Way back in the mid-90's Frank lost his wife. He was a regular in one of the local pubs, The Boars Head, where my brother and his mates used to drink. I think there was genuine worry for what might happen to Frank once he was on his own. At this point my brother Mick stepped in and got him to come along to Arsenal. Frank was a lifelong fan, but match going had been a thing of his younger years. It's said by some that Mick saved Frank by getting him back in to going to Arsenal. So it began that Benny started to follow The Arsenal over land and sea (and Leicester) until his health began to falter a few years ago. The fact that he was getting on in years didn't slow Frankie down in the drinking stakes and he would hold his own with most of us over the years, although he did become famous for falling over a lot once he was out of his tree. He followed Arsenal from Moscow to La Coruna and all points in between. In doing so he became well known and a popular friend to Gooners from all over the continent. The pre-season tours of Austria, where he'd go with my Dad and Mick, were where some of the most lasting friendships we have at Arsenal were made. Everyone there knew Frank, and everyone there liked Frank.
Frank and his European friends from Austria, Germany, Italy and beyond
There was always fun to be had when Benny was about, often at his expense. He had his own song on the FA Cup Final trips down to Cardiff to the tune of the Sol Campbell song, something about being a "stupid old ****, who falls over drunk" and the stories are legend. There was the night he couldn't operate a turnstile in a petrol station shop to the point where Bill, one of our other Dover men, had to plead with him to stop because he was about to wet himself with the laughing. There was the night he was drunk as Mick and Tony played football on some forecourt somewhere and decided he was David Seaman, taking off at full length to save a ball that was about 15 yards away - Frank was in to his 70's at that stage! He informed everyone he had the address of their hotel should a taxi be required in Germany one night, not realising that the hotel he had the address of was from Belgium the night before. And then there was the day my Dad always loves to talk about when Frankie brought the travelling Gooner army to their feet in a German (at Schalke was it?) beer kellar; someone pointed out that a stein had gone untouched as they were leaving for something to eat, so Frankie lifted the 2 pint jug and downed it in one. I'm reliably informed that everyone in that pub cheered the old boy to the rafters. Frank was indeed a legend.

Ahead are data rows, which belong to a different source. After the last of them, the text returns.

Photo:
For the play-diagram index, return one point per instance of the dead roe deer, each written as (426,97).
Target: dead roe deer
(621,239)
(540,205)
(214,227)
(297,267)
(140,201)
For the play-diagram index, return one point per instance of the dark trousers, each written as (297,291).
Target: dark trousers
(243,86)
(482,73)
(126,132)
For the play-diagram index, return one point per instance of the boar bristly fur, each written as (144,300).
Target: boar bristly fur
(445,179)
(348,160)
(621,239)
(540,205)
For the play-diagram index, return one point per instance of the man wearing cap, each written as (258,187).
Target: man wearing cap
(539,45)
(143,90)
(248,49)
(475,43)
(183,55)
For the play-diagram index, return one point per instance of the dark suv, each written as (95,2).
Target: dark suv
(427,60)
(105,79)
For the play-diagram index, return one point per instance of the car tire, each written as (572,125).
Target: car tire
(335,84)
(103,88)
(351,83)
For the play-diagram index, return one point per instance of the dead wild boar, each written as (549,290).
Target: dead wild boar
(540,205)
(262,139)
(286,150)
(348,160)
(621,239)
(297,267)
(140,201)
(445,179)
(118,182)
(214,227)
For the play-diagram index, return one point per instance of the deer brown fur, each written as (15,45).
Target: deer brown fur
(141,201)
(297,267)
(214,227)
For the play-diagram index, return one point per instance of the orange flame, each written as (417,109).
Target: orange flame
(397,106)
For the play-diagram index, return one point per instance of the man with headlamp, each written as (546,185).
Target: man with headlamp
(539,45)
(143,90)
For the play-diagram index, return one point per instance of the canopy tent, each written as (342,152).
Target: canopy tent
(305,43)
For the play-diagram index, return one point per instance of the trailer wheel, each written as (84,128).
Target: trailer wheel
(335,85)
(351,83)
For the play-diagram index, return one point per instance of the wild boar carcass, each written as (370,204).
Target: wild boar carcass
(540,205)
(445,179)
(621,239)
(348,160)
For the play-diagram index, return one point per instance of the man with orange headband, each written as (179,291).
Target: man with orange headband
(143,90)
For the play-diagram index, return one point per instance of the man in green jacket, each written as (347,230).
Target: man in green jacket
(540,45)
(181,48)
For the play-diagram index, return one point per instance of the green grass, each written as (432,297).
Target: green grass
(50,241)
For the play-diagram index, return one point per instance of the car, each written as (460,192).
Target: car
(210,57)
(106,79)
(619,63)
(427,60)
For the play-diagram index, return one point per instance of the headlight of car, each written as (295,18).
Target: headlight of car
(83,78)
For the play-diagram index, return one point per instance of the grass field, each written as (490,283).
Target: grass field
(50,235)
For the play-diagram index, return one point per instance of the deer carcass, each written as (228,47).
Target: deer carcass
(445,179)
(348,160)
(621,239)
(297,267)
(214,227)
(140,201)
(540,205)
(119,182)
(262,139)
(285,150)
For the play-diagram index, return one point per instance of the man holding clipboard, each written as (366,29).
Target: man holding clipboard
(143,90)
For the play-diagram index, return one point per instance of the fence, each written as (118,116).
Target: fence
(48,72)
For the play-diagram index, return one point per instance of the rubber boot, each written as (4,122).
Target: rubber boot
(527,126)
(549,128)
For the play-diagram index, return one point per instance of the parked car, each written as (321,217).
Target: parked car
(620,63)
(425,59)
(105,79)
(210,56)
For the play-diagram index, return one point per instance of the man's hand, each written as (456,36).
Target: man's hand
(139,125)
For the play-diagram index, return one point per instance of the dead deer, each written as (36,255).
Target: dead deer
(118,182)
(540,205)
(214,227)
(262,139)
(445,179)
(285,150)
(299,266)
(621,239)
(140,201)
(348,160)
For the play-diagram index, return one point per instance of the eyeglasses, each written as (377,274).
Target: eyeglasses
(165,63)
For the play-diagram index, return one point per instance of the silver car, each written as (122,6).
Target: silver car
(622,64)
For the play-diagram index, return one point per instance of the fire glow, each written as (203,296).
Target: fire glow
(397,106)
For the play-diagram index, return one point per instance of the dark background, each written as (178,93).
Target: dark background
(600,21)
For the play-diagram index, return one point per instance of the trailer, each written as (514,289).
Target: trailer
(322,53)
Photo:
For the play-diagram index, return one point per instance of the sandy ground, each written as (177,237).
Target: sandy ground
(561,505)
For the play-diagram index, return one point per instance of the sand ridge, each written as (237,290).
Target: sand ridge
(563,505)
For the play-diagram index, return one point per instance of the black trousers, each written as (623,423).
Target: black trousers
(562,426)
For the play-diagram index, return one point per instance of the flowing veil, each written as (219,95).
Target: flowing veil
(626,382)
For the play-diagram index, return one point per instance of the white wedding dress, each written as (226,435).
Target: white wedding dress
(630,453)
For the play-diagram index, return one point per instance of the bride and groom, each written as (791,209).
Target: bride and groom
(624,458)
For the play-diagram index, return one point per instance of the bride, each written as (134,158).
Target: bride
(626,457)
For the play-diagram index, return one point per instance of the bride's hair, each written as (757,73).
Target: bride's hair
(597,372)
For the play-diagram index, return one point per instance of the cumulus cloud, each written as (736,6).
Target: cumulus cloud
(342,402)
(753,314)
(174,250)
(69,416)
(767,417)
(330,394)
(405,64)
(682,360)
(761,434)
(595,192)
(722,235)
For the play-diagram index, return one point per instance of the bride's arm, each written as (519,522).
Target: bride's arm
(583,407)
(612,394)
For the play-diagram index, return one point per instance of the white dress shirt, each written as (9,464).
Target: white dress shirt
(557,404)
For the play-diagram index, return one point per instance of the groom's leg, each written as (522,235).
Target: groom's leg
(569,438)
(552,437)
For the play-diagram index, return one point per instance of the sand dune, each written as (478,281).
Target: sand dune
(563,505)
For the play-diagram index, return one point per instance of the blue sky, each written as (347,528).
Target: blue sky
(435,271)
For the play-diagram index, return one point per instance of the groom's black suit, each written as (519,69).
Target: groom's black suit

Being of the generation he was Frank was not politically correct. He would use words and phrases in the presence of certain people that would not be necessarily acceptable in this day and age, but Frank being Frank meant that nobody ever took offence. He was just Frank and everyone loved the old boy. He was with us in Copenhagen when we lost to Galatassaray, and in Paris when we lost to Barcelona. He went to the finals at Cardiff and Wembley and rarely missed a game that any of the others were going to. It didn't matter whether it was Selhurst Park or Ewood Park, just pick Frank up from his house and he was happy watching The Arsenal. He couldn't say "Keown" even when he was sober, but he loved Dennis Bergkamp. Who didn't? Looking back it's great that this old Arsenal man (who used to tell me about playing at Highbury in his youth) got to see the very best of the Wenger years and the success that we had.
The last time I got to speak to Frank was at the Dover Gooners dinner last year when we persuaded him to come along. He looked well at the time, especially considering how sick he had been in recent years. The dinner this year will now have a certain sadness attached as Frank was there when we had the first one in the upstairs room of another local pub back in 2003. Maybe going to football hasn't been quite the same since he stopped going, certainly him and Bill are missed by us all. The Christmas Eve lunchtime session has certainly missed his presence these past few years. Frank will always have a place in the hearts of the Dover Gooners -my Dad has known Frank all his life - and will always be a legend to his many friends, whether here in Dover, all over England, Norway, Austria, Germany or Italy. There will never be another Frank Benn. RIP old'un, I'll miss you.